Schimmelgutachten bei Streitigkeiten zwischen Mieter und Vermieter

Das Schimmelgutachten als Grundlage jurischer Entscheidung

Wenn sich Mieter und Vermieter vor Gericht fetzen, geht es oftmals um Schimmel in der Wohnung. Wer Schimmel und damit einen großen Schaden für das gesamte Gebäude verursacht, soll dafür haften. Eine Schuldfrage zu klären, ist im Allgemeinen schon nicht immer so einfach, beim Schimmel im Haus umso schwieriger. Schimmelpilze einmal oberflächlich zu reinigen reicht niemals aus, ohne deren Ursache im Vorfeld zu beseitigen. Insofern ist das Schimmelgutachten durch den neutralen Sachverständigen grundsätzlich die erste wichtige Maßnahme, auf der alles andere, was da noch folgt, aufbaut.

Der neutrale Sachverständige als Vermittler zwischen Mieter und Vermieter

Schimmel in der Wohnung ist selbstverständlich eine deutliche Minderung der Wohnqualität, die es schnellstens abzustellen gilt. Eine Mietminderung ist rechtlich aber nur dann durchsetzbar, wenn die Ursache zum Beispiel eindeutig auf Baumängel zurückzuführen ist. Der Eigentümer des Hauses wird dagegen argumentieren, dass die Bewohner der Wohnung falsch lüften und heizen, dass einzelne große Möbelstücke zu dicht an einer Außenwand stehen und dadurch die Luftzirkulation unterbinden. Wer hat nun recht?

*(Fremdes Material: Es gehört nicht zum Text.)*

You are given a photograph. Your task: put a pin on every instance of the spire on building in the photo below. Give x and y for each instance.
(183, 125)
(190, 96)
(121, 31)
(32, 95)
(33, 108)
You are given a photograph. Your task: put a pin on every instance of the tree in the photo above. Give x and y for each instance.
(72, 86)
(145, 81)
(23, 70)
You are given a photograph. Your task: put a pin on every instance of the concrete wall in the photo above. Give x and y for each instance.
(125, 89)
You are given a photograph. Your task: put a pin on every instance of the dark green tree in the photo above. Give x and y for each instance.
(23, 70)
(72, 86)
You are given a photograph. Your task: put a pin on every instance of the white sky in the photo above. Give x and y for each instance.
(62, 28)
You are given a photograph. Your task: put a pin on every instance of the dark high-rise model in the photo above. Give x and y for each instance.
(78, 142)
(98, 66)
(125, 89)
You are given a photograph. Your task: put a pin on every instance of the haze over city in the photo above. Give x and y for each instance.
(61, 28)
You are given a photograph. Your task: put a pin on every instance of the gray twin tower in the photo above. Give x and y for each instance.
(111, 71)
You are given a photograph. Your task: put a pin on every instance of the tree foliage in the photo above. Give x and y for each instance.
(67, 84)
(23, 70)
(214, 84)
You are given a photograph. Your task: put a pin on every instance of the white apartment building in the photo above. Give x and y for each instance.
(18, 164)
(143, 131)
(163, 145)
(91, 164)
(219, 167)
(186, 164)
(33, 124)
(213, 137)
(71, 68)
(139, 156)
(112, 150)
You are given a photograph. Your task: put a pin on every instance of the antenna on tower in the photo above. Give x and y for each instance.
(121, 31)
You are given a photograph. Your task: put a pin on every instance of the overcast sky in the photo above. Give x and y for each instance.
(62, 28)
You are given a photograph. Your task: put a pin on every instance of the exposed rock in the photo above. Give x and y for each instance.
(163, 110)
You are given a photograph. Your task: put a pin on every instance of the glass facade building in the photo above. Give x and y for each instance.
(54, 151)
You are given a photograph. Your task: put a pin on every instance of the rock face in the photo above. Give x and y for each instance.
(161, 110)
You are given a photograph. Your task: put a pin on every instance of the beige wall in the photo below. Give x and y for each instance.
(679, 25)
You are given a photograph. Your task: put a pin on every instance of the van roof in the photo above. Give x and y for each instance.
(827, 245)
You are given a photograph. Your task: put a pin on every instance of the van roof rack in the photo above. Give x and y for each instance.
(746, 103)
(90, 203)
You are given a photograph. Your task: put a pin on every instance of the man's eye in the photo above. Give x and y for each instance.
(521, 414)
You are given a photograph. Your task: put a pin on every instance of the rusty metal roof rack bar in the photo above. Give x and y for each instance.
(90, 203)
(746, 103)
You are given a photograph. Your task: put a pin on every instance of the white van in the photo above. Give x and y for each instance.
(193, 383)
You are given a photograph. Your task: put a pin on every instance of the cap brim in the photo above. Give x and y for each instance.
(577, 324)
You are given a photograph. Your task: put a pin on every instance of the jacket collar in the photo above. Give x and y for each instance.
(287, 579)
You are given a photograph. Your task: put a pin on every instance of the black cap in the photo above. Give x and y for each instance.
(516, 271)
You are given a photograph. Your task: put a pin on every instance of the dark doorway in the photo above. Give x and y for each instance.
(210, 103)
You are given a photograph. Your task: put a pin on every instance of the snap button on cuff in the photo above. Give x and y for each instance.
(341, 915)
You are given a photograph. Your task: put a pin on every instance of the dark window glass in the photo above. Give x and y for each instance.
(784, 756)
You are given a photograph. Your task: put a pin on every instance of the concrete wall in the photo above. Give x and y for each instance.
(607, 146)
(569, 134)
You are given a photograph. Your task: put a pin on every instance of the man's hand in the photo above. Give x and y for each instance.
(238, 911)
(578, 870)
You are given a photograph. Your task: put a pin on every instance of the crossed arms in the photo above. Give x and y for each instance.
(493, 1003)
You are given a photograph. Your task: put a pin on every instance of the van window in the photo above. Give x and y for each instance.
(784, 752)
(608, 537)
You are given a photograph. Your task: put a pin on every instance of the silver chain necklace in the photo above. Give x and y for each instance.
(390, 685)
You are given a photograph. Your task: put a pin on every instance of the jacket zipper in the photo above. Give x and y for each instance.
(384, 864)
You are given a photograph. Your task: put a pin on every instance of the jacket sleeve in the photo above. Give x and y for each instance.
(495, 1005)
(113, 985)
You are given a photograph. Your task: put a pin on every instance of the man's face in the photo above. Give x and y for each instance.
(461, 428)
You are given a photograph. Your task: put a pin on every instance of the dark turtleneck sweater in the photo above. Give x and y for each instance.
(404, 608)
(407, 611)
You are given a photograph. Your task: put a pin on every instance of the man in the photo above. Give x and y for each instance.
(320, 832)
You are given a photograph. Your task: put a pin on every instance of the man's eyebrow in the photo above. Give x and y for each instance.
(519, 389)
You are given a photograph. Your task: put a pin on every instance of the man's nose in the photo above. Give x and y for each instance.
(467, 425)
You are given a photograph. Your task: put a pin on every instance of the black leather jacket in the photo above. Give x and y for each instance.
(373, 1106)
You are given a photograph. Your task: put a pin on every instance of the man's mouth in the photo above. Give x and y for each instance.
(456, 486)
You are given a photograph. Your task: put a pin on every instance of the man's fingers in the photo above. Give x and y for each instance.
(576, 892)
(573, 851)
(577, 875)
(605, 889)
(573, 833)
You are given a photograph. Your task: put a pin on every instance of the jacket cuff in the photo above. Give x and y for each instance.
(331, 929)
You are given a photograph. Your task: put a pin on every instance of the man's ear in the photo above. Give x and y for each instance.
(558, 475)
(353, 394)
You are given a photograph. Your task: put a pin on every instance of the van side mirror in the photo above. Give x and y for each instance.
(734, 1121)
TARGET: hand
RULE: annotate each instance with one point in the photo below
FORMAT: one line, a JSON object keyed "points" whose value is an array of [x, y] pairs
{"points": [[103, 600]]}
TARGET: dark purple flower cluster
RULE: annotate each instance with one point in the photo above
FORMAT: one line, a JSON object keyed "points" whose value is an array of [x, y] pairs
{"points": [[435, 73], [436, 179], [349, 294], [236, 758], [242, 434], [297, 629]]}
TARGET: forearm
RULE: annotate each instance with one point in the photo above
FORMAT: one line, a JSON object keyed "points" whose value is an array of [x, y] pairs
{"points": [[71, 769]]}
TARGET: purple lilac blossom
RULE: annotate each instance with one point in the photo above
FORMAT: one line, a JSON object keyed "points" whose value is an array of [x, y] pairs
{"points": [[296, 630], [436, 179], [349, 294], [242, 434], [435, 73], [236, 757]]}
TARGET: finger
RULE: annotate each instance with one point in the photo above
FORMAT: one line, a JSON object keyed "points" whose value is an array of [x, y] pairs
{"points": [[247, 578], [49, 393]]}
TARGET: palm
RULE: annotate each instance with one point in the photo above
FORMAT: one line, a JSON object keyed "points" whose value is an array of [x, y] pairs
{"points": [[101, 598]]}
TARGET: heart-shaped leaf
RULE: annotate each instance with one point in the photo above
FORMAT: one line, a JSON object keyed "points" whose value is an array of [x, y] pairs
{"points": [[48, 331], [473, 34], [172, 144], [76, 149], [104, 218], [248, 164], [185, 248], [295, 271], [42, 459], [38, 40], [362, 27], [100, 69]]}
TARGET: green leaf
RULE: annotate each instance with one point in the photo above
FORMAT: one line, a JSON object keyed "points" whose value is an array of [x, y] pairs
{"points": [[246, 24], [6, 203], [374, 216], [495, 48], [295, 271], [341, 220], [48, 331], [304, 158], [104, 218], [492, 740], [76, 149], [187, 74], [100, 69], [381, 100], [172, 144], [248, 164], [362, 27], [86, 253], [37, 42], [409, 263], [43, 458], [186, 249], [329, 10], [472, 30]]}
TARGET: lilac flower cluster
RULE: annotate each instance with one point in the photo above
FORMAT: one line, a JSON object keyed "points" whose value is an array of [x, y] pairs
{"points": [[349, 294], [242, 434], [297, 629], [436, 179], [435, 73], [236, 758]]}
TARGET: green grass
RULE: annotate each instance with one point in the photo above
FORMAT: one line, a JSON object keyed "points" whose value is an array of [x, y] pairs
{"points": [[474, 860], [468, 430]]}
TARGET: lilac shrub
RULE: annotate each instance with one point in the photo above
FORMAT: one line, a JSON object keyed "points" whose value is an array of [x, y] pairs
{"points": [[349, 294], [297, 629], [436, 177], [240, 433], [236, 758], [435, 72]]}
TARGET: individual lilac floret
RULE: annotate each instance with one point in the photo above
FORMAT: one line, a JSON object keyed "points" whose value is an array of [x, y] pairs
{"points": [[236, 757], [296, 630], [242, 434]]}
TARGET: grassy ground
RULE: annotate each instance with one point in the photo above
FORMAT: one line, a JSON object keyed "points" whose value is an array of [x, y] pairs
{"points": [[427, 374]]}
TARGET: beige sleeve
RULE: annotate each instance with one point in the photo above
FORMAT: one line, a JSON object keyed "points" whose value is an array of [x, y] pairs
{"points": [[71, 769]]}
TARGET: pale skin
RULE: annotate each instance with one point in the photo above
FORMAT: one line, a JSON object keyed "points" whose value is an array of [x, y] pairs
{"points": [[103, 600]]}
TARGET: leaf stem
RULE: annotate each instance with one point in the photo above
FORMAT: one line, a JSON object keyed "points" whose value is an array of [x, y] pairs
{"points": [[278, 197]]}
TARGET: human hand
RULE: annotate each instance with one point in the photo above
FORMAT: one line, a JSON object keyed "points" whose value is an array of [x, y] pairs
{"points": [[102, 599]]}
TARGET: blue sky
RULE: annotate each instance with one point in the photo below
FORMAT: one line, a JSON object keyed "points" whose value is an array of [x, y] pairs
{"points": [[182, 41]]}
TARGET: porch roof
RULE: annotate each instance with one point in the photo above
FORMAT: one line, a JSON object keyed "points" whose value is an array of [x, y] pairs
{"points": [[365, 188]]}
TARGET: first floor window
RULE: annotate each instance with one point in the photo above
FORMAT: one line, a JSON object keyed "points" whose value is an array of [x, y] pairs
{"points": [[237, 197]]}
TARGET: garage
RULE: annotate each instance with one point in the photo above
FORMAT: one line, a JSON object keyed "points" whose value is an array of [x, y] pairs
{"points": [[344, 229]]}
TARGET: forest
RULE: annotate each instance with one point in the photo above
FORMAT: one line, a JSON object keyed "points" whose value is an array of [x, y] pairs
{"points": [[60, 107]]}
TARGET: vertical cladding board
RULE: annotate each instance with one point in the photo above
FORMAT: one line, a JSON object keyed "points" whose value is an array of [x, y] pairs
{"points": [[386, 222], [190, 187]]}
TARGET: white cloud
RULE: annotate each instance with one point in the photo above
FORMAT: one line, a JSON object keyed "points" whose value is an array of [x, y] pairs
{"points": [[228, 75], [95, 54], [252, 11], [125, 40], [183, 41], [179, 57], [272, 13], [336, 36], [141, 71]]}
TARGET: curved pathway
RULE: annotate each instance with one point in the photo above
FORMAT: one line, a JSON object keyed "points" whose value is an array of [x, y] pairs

Bekannt geworden ist inzwischen, dass in weniger als zehn Prozent aller Schimmelschäden das Lüftungsverhalten alleinige Ursache ist. In mehr als 60 Prozent der Fälle liegen fehlerhafte Durchführungen von Sanierungen oder Mängel in der Bausubstanz vor. Es ist schon bezeichnend, dass Schimmel allzu oft erstmalig nach einer groß angelegten Haussanierung beziehungsweise Modernisierung auftritt, bei der besonderer Wert auf die thermische Isolierung gelegt wurde, was ja auch gesetzlich vorgeschrieben ist.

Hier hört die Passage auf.